Sadly, the audience consists only of a handful of protesters, a couple of handlers, and the media The gardaí easily outnumbered the protesters. until a bus-load of Aer Rianta workers turned up However, the ambush party were headed off at the pass; Transport Minister Michael Brennan agreed to meet them for impromptu talks.

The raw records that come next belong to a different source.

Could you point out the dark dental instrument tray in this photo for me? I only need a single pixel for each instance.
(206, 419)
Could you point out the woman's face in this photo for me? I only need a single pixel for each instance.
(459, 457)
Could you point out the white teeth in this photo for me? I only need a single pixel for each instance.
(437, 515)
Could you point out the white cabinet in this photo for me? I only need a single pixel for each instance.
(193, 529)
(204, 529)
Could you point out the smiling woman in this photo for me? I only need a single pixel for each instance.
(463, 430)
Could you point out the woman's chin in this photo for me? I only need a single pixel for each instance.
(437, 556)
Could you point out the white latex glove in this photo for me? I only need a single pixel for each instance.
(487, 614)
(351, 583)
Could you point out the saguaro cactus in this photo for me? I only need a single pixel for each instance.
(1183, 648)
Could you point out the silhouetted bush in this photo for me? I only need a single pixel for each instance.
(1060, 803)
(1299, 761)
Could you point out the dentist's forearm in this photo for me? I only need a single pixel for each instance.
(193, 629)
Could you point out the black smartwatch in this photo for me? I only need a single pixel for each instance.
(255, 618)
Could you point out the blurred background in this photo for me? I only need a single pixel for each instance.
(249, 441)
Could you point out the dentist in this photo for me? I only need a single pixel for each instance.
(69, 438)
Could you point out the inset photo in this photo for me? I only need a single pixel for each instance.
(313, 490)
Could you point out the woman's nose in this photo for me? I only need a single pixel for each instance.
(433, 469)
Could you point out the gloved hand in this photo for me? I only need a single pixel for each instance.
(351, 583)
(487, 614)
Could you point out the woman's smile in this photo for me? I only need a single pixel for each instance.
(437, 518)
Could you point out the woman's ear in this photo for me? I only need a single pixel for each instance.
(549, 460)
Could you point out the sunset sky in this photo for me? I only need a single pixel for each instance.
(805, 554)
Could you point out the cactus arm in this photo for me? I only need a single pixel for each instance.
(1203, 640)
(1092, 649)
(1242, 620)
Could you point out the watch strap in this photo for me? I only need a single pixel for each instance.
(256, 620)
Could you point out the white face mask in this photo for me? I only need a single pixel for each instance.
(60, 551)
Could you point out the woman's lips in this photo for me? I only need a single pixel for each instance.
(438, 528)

The mood of the two-day meeting was meant to be upbeat. No better man to convey that than Bertie Ahern. He arrived in the press room, a grin creasing his face. He recalled the time so long ago he couldn't remember the sobriquet he was called the Telethon, oops, the Teflon Taoiseach. But he confirmed that in life, as in frying pans, 'non-stickability' does not last forever. Mr Ahern insisted Ireland's problems were the problems of success. And as if to prove he was no less affected than the average man he revealed he walks to St Luke's [his constituency office] in Drumcondra from his home. Afterwards Noel Dempsey gave a confident performance, brushing aside any blame being attributed to the Government for the Laffoy quagmire. But if he got an easy ride, Ned O'Keeffe and John McGuinness were singled out and named by Bertie, as he rounded on backbench dissent in recent weeks during his main address to the party faithful. Unity was the message; cue loud applause from almost the entire room. And as yesterday drew to a close, all and sundry headed for the bar where the real politics began.